Marion broke the little pause.

"I liked that," she said, as if surprised at herself.

"So did I," Clare was pleased.

She dipped her pen in red ink and initialled the foot of the essay.

"That was good work, Louise. Now, the others."

But Louise, shy and glowing, broke in--

"But it wasn't all mine, Miss Hartill, not a bit."

Clare looked at her, half frowning.

"Not yours? Your handwriting----?"

"Oh, I wrote it. But you've made it different. I hadn't meant it like that."

Clare raised a quizzical eyebrow.

"I have misinterpreted----?"

Louise was too much in earnest to be fluttered.

"I only mean--you made it sound so beautiful that it was like listening to--to an organ. I didn't bother about the words while you read. It was all colours and gold--like the things in the Venetian room. You know.

The meaning didn't matter. But I did mean something, not half so good, of course, only quite different. Horrid and grizzly like the plain he travelled through, Childe Roland. It ought to have sounded harsh and starved, like rats pattering--what I meant--not beautiful."

"I see." Clare was interested. She was quite aware that she had used her magnificent voice to impress arbitrarily her opinion of Louise's work upon the cla.s.s. That Louise, impressionable as she knew her to be, should have yet detected the trick, amused her greatly.

"So you think I didn't understand your essay?"

Louise's shy laugh was very pleasant.

"Oh, Miss Hartill. I'm not so stupid. It's only that I can't have got the--the----"

"Atmosphere!" The girl in spectacles helped her.

"The atmosphere that I meant to; so you put in a different one to help it. And it did. But it wasn't what I meant."

Clare glanced at her inscrutably, and began to score the other essays.

She would get at Louise's meaning in her own way. She skimmed a couple, Agatha, be it recorded, receiving the coveted initials, before she spoke again.

"Didn't I tell you to learn _Childe Roland_, too? Ah, I thought so.

Begin, Marion, while I finish these. Two verses."

Her pen scratched on, as Marion's expressionless voice rose, fell and finished. Agatha continued, jarringly dramatic. Two more followed her.

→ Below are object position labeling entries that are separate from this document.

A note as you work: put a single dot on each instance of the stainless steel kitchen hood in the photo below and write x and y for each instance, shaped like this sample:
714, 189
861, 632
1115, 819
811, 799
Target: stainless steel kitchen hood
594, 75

Then Clare put down her pen.

"'For mark!'..."

There was a warning undertone in Louise's colourless voice, that crept across the room like a shadow. Clare lifted her head and stared at her.

"For mark! no sooner was I fairly found Pledged to the plain, after a pace or two, Than, pausing to throw backward a last view O'er the safe road, 'twas gone; grey plain all round: Nothing but plain to the horizon's bound.

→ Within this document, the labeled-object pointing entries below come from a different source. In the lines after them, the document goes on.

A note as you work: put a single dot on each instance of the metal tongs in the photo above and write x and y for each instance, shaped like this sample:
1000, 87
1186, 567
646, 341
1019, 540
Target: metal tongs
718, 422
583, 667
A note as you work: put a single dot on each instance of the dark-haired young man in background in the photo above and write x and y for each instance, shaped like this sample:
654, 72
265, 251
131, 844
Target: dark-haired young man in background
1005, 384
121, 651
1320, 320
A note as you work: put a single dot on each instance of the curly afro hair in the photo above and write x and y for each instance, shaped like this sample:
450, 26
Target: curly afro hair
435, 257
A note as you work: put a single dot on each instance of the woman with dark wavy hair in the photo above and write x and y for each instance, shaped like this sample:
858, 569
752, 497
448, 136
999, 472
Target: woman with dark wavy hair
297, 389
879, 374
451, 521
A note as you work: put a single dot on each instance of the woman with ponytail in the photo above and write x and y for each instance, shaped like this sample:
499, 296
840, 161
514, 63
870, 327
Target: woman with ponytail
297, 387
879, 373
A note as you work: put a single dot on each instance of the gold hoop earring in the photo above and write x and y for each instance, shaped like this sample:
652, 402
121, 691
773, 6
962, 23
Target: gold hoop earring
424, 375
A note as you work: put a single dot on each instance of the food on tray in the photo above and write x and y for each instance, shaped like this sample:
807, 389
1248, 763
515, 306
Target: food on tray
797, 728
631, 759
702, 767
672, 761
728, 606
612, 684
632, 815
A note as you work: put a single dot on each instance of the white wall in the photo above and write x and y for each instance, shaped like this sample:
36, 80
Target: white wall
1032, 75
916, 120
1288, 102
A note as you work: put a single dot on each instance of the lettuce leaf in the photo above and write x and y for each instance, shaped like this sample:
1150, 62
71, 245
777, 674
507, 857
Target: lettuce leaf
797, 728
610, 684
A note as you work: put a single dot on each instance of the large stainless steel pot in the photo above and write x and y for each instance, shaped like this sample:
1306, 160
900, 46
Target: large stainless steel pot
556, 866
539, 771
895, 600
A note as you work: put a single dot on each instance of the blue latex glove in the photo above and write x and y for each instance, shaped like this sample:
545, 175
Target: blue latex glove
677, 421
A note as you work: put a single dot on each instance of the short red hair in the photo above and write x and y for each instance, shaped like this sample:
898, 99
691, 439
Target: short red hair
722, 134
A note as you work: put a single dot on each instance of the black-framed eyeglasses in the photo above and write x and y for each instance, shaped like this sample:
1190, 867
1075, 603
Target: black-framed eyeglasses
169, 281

I might go on; nought else remained to do."

There was horror in the whispering voice: the accents of one bowed beneath intolerable burdens, sick with the knowledge of nearing doom, gay with the flippancy of despair. Louise was looking straight before her, vacant as a medium, her hands lying laxly in her lap. Clare made a quick sign to her neighbour to be silent, and the strained voice rose anew.

Clare listened perplexedly. She told herself that this was sheer technique--some trick had been played, she was harbouring some child actress of parts--only to be convinced of folly. She knew all about Louise. Besides, she had heard the child read aloud before. Good, clean, intelligent delivery. But nothing like this--this was uncanny. Uncanny, yet magnificent. The artist in her settled down to enjoyment; yet she was uneasy, too.

"And just as far as ever from the end!"